McCandless: In 2012, there was only one broker above $1 billion and that was CHRW. Now, by the end of this year, there will be several: CHRW, Coyote, TQL, XPO (which is over that in revenue but not in brokerage), and Echo. There are companies getting close like Worldwide Express coming up on $700 million in revenue. Freight Quote is not far behind either. Companies like this want acquisitions to happen so they can have a “big event” like an IPO. A company with an agent-based sales model, though, is the worst possible situation to be in right now.
LM: Why is that the case?
McCandless: I was talking with a CEO from a company like this recently. His company does not have $40 million in EBITDA and he only has $15 million or so with $250 million to $300 million in the top line. The big players won’t make a play for a company like this because it is agent-based and cannot have an IPO.
LM: In terms of the agent-based model being a non-starter, why is that less attractive to a buyer?

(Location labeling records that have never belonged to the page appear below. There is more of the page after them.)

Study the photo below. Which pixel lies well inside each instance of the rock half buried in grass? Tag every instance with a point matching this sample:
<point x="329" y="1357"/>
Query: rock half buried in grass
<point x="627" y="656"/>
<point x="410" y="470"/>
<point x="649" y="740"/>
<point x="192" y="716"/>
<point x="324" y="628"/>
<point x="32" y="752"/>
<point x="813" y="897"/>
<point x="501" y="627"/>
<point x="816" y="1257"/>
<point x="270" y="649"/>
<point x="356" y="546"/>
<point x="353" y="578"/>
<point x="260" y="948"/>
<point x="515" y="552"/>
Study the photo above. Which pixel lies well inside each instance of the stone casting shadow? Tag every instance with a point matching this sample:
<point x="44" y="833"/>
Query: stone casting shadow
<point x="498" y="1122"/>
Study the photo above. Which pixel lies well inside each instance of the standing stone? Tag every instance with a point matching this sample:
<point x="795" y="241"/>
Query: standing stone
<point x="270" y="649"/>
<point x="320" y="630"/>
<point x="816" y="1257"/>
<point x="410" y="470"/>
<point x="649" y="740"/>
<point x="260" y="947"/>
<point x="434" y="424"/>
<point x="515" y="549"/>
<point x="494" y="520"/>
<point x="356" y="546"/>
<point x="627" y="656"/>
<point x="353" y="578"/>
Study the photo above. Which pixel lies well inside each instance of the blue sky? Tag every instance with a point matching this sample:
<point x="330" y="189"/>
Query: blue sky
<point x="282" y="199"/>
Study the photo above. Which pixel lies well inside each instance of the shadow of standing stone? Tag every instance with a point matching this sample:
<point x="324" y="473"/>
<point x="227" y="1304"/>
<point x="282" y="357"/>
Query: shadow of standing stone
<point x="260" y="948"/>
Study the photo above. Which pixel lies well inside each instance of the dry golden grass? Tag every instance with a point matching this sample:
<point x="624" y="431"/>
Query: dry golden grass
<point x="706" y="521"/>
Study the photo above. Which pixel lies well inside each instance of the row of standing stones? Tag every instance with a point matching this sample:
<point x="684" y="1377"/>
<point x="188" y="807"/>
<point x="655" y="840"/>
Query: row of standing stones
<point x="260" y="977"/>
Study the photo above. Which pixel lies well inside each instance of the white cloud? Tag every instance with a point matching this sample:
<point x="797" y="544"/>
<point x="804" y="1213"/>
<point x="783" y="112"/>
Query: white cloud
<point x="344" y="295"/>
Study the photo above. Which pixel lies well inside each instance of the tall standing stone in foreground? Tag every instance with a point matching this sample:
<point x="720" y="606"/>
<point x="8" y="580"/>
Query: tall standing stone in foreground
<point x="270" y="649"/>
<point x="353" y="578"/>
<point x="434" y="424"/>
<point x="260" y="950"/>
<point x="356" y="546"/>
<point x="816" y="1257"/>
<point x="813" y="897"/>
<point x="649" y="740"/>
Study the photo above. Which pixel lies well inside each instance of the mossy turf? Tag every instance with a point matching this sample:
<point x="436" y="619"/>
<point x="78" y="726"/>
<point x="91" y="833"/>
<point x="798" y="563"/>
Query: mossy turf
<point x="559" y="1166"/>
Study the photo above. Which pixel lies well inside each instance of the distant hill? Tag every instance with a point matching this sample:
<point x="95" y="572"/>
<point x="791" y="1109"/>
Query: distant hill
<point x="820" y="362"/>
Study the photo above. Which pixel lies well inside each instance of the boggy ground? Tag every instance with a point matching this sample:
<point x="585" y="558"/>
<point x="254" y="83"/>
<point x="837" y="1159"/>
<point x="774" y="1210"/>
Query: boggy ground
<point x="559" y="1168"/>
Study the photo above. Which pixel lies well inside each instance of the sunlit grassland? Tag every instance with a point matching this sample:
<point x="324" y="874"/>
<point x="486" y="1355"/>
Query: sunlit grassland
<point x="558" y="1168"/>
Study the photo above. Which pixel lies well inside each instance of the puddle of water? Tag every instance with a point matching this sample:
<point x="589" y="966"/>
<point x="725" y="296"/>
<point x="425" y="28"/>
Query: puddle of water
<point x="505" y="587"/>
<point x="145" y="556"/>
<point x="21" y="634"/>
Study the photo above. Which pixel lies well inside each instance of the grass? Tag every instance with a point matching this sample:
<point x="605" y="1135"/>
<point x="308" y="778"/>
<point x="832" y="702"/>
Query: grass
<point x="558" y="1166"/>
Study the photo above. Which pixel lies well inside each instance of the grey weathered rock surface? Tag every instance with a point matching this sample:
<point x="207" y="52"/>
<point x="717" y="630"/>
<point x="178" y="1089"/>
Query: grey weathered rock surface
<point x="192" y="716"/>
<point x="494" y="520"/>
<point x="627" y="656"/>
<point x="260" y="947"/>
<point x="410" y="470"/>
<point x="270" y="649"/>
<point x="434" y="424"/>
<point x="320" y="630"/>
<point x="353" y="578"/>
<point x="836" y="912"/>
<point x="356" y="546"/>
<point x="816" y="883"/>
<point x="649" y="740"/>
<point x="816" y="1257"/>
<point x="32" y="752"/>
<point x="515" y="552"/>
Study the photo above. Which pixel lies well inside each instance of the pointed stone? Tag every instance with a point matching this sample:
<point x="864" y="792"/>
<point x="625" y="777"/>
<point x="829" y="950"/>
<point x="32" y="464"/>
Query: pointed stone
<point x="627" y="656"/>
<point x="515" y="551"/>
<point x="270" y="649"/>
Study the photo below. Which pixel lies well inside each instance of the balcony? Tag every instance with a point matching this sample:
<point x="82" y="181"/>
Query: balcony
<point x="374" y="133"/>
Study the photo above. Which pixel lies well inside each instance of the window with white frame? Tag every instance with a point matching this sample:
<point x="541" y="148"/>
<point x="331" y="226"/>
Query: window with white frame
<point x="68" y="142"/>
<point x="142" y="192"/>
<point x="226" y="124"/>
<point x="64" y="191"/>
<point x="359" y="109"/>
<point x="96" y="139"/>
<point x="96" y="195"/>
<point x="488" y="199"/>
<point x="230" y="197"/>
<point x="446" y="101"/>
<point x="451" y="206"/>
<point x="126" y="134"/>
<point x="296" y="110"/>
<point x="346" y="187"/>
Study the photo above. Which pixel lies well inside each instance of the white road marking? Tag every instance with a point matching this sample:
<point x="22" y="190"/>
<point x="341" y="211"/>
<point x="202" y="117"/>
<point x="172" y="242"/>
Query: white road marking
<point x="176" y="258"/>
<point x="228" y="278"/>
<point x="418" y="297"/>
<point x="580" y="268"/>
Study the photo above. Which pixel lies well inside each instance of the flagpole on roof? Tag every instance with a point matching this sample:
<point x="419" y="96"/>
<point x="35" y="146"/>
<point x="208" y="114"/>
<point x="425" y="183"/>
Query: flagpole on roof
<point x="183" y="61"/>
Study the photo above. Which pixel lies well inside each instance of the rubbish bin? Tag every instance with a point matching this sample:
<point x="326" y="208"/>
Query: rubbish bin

McCandless: A company like that can sell, but it would likely be at a very low multiple and investors typically are expecting a higher return on their investment. There is usually not at much value. Also, if an agent leaves a company to join another one, the book of business, which is typically sticky, usually follows. There can be loyalty to the agent than the actual company.
LM: In the truckload market capacity is still pretty tight, and there is still a regulatory drag as well, which could get worse. That said, with these headwinds, is it more advantageous to focus on deals involving non-asset based carriers than asset based ones, is there more upside?
McCandless: It really depends on how you are keeping score. If you are going off of ROIC, then non-asset is probably going to be the right side of the coin for some time, especially on the truckload side.
LM: What about the LTL side?
McCandless: On the LTL side, you might get clipped a little bit. It depends on your relationships with LTL carriers, as well as their freight mix and how well they are operating.